The last page had a document tucked into the space between the sticky clear cover and board base of the page. It was the deeds to the mansion. They were in Walter’s name. I smiled through the tears, glad that the man who had devoted his life to Grandfather even when life had gone bad was being acknowledged now.
There was another document with the deeds. A sealed envelope addressed to my New York apartment. Walter took the document, telling me I was not to read the document until after my return and that Grandfather had left strict instructions the document was to be posted once I’d received the photo album.
Thanking Walter for his care I made plans to leave. He offered to drive me into town to save me calling for a taxi. After all he had to go to the Post Office to send the envelope to my home.
The building was abandoned; left empty by the previous owners, but the yard was full; rust-covered milk floats, discarded crate mountains, dust-covered and cobwebbed milk bottles.
The whole town had a frigid atmosphere, disapprobation carried on the breeze; no disapproval towards its occupants for chaotic afflictions over which they had no control.
This once bright, prosperous and busy borough now dulled as if touched by an artist with grey-wash; a shadow of its former self; memories of lines of boiled sheets and smalls, neighbourhood chatters and calls, kids on their bikes or playing hopscotch or marbles in the streets; gone with the factories, which like dominoes falling, closed one by one until all which remained was an ensemble of skeletal steelworks, a rarely-used bus depot and the discarded rail tracks, for there were very few visitors now.
The remaining residents lived a traditional British way of life; roast beef and ‘Yorkshires’ on Sundays, Chips and scraps Fridays and hand-me-downs while week-in, week-out Dad went to the pub pissing ‘it’ up the wall.
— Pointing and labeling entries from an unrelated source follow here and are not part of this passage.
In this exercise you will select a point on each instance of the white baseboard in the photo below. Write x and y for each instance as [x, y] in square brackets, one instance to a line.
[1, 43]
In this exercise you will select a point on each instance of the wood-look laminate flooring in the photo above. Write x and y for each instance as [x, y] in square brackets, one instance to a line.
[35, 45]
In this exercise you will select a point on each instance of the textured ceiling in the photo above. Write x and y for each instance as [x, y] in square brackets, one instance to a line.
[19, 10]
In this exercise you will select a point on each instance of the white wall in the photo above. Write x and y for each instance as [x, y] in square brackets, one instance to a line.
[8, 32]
But while I watch the kids slide and zip and swing; there’s laughter on the breeze and hope with pride and humour.
A Town Called Malice – Facts
This was a song by a band called ‘The Jam’. Their lead singer was Paul Weller and it was he who wrote the song. It was released in February 1982 and debuted at number 1.♣ If you don’t know of the song then checkout the video. Video of ‘A Town Called Malice’ by The Jam
Paul Weller has said that it was written about his hometown Woking, as a result of his teenage experiences there, described by ‘The Guardian’s Greg Freeman on
[…] the grey commuter town that Weller grew up in. As a railway junction its sole benefit seemed to be – and maybe still is – the availability of a fast train to London.
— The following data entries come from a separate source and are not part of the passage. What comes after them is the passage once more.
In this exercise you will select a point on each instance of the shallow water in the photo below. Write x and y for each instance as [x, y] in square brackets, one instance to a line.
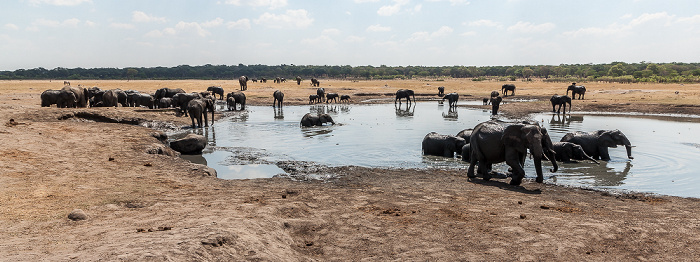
[666, 152]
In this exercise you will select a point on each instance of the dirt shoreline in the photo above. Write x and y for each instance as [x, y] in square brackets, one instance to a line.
[143, 204]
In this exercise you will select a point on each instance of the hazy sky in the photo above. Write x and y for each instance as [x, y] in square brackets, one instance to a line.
[147, 33]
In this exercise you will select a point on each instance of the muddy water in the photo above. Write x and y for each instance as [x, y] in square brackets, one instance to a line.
[666, 153]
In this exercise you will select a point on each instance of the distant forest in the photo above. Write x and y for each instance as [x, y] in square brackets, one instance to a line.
[613, 72]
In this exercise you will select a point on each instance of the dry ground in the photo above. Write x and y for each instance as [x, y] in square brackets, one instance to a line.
[142, 205]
although earlier described by Freeman that the song lyric was ‘a direct result of his dissatisfaction with the way the band was working as a three-piece’.♠
The lyrics for the song are as follows:
Better stop dreaming of the quiet life, ’cause it’s the one we’ll never know And quit running for that runaway bus ’cause those rosy days are few And stop apologizing for the things you’ve never done ‘Cause time is short and life is cruel but it’s up to us to change This town called malice
Rows and rows of disused milk floats stand dying in the dairy yard And a hundred lonely housewives clutch empty milk bottles to their hearts Hanging out their old love letters on the line to dry It’s enough to make you stop believing when tears come fast and furious In a town called malice, yeah
Struggle after struggle, year after year The atmosphere’s a fine blend of ice, I’m almost stone cold dead In a town called malice, ooh yeah
A whole street’s belief in Sunday’s roast beef Gets dashed against the Co-op To either cut down on beer or the kid’s new gear It’s a big decision in a town called malice, ooh yeah
The ghost of a steam train, echoes down my track It’s at the moment bound for nowhere Just going round and round, oh Playground kids and creaking swings Lost laughter in the breeze I could go on for hours and I probably will But I’d sooner put some joy back In this town called malice, yeah
In this town called malice, yeah In this town called malice, ooh yeah
All challenges for this month’s Daily Creative Writing Challenge are from thinkwritten.com – at least I think they are. I’ve done the horrible thing of saving a list and not copying and pasting the originator’s web address to it. <Hold wrists out for the slap!> However, I do have some 365 days challenges in the exact format by thinkwritten.com so I’m assuming they’re from the same source. Apologies to them, to you if it’s your list and not theirs (please let me know so I can edit with correct details).
A Fairy Tale for the Modern Age
Everything was dull and blue-grey; like an artist had painted a beautiful coloured picture and then given it a thin wash with the water from the rinsing jar. It was wet too, had been raining all night. Her bum was numb and damp, her hands were cold and while she wasn’t shivering, she wasn’t far off it.
Shifting her weight to one side she grabbed the wheelie bin she’d squeezed in next to late last night; the bin hut the only place she’d been able to find which looked half dry. Lifting the lid, she double-checked in the muted daylight for anything she may have missed when searching it in the orange-tinged half-light. No, only the greasy pizza box, slung in angrily when she’d discovered it only held a cold cheese string and two thin-as-you-like pizza crusts with scalloped edging where they’d been scoffed by someone earlier that night. They’d been her sole meal yesterday and her stomach gurgled and groaned as it played its rebuke.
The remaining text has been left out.